Saudi Arabia cut most oil pricing for its customers in Asia and the U.S. as a resurgence in the coronavirus clouds the outlook for energy markets.

State producer Saudi Aramco decreased December pricing for shipments of Arab Light crude to Asia, its largest regional market, by 10 cents a barrel to a 50-cent discount to the benchmark.

Oil dropped around 10 per cent last week as European nations including Germany and France announced new lockdowns and daily virus cases hit a record in the U.S. While crude has since recovered most of those losses, the market continues to face headwinds, OPEC Secretary-General Mohammad Barkindo said.

The Organization of Petroleum Exporting Countries, led by Saudi Arabia, agreed with Russia and other producers in April to pump less oil to prop up the market. The supply cuts by the alliance, known as OPEC+, caused oil prices to rally, but benchmark Brent crude is still down 38 per cent this year at US$41 a barrel.

Brent will probably continue ranging between US$38 and US$43 a barrel, according to Ibrahim Al-Buainain, head of Aramco’s trading unit. That’s far below what most members of the cartel, including Saudi Arabia, need to balance their budgets.
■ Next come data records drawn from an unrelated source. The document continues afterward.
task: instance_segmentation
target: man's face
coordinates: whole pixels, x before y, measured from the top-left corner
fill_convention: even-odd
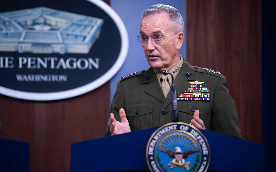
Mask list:
[[[140,34],[149,38],[157,35],[166,37],[179,31],[175,28],[169,14],[162,12],[145,17],[141,21]],[[142,45],[148,63],[152,68],[160,71],[168,70],[179,61],[179,36],[178,33],[166,38],[160,45],[153,43],[150,38],[147,44]],[[182,45],[181,41],[180,47]]]

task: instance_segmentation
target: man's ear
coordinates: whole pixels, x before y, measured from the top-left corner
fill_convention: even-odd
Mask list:
[[[181,32],[178,33],[177,35],[178,37],[177,37],[177,48],[178,50],[179,50],[181,48],[182,44],[183,44],[183,40],[184,40],[184,34],[182,32]]]

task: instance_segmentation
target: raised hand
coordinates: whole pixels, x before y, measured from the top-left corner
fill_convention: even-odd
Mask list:
[[[203,121],[199,118],[199,111],[196,110],[194,113],[194,119],[191,120],[194,126],[198,128],[205,130],[206,128]]]
[[[128,121],[126,119],[126,113],[123,109],[120,109],[119,115],[121,118],[120,122],[116,120],[113,113],[110,114],[108,126],[109,127],[110,133],[112,135],[128,133],[131,131]]]

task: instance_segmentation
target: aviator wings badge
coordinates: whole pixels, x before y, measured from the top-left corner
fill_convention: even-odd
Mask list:
[[[200,82],[197,81],[195,81],[192,82],[189,82],[189,83],[191,84],[195,84],[196,85],[197,85],[197,84],[203,84],[204,83],[204,82]]]

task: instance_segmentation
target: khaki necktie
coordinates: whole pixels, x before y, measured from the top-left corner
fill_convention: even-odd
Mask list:
[[[161,79],[162,82],[162,91],[163,91],[163,93],[165,97],[167,97],[167,95],[170,91],[170,84],[168,82],[168,75],[161,75]]]

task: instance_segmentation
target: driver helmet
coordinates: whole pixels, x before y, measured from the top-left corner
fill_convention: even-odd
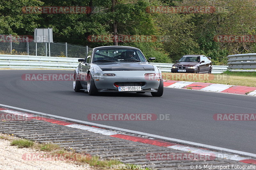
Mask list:
[[[135,55],[134,55],[134,51],[133,50],[127,50],[126,51],[126,57],[128,58],[134,58]]]

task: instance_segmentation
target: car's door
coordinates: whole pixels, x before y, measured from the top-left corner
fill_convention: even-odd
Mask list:
[[[205,56],[204,56],[204,63],[205,63],[205,70],[204,71],[209,71],[209,67],[210,67],[210,61]]]
[[[81,63],[81,69],[79,74],[80,82],[84,87],[86,87],[87,85],[87,73],[89,64],[91,63],[91,56],[92,53],[92,50],[89,51],[84,62]]]
[[[204,64],[204,59],[203,56],[200,56],[200,63],[199,64],[200,72],[205,71],[205,65]]]

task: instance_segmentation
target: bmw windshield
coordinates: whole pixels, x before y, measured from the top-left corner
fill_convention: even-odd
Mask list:
[[[197,62],[200,61],[200,57],[197,56],[183,56],[179,62]]]
[[[147,62],[139,50],[130,48],[103,48],[96,50],[93,63],[97,62]]]

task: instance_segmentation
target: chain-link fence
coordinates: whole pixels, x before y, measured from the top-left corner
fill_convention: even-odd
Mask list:
[[[0,34],[0,54],[84,58],[91,49],[66,42],[36,43],[26,36]]]

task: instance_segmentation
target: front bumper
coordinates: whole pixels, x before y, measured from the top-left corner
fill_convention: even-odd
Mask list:
[[[178,72],[178,69],[172,69],[172,73],[195,73],[196,71],[196,69],[185,69],[185,70],[186,70],[186,72]]]
[[[100,78],[99,81],[95,81],[96,88],[100,92],[118,92],[118,87],[116,87],[114,83],[116,82],[143,82],[145,84],[141,86],[141,91],[129,91],[124,92],[156,92],[158,90],[160,80],[157,79],[151,80],[145,78]]]

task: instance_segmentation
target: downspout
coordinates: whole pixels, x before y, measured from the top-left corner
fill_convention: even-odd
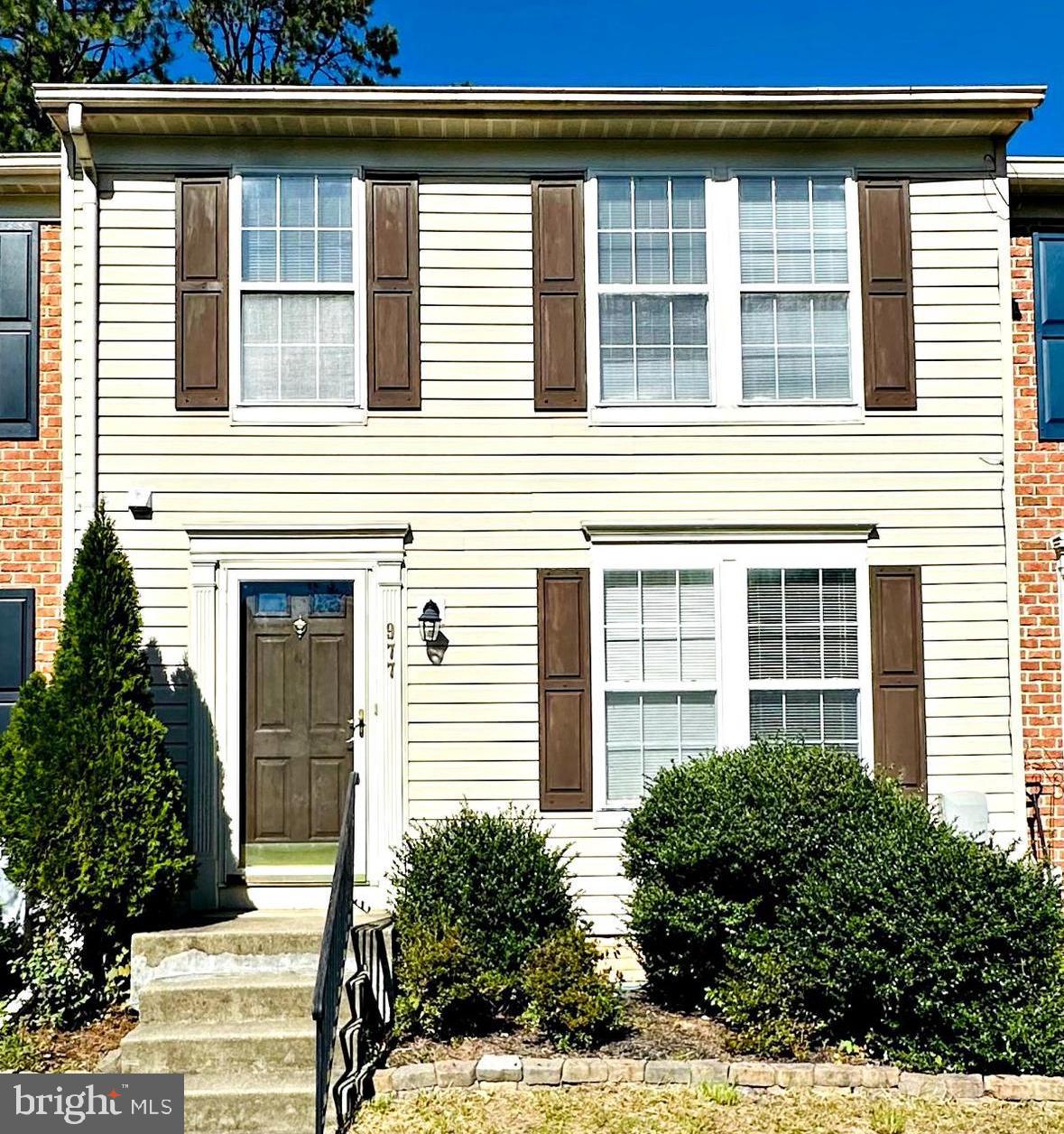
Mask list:
[[[71,102],[67,108],[67,128],[74,143],[77,163],[82,167],[82,230],[84,232],[85,266],[82,279],[84,311],[80,319],[83,361],[84,483],[75,493],[74,542],[84,531],[95,510],[100,494],[100,193],[96,164],[85,130],[82,104]],[[75,285],[76,286],[76,285]],[[75,319],[77,316],[75,315]],[[73,550],[73,549],[71,549]]]

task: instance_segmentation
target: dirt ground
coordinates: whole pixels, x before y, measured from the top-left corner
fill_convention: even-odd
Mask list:
[[[690,1088],[444,1091],[364,1107],[355,1134],[1064,1134],[1064,1103],[807,1092],[722,1105]]]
Aramco cut prices for all U.S. grades by 20 cents and raised them by as much as US$1 for the northwest Europe and Mediterranean regions. The company shipped almost two-thirds of its oil exports last month to Asia or the U.S., tanker-tracking data compiled by Bloomberg show.

OPEC+ is considering keeping production at current levels into 2021 instead of easing the supply cuts at the start of January, as was originally planned. With Europe’s lockdowns and refinery profits dwindling, even Aramco’s Al-Buainain doubts the market needs more crude.

The producers’ group will meet on Nov. 30-Dec. 1 to review its output policy.

Profits from processing crude into refined fuels have tumbled as the virus crushes demand for energy and travel. Aramco on Tuesday reported a third-quarter loss in its downstream business, which includes refining.

Saudi Arabia’s pricing decision usually sets the tone for other Middle Eastern suppliers, including Iraq and the United Arab Emirates, the second- and third-largest producers in OPEC.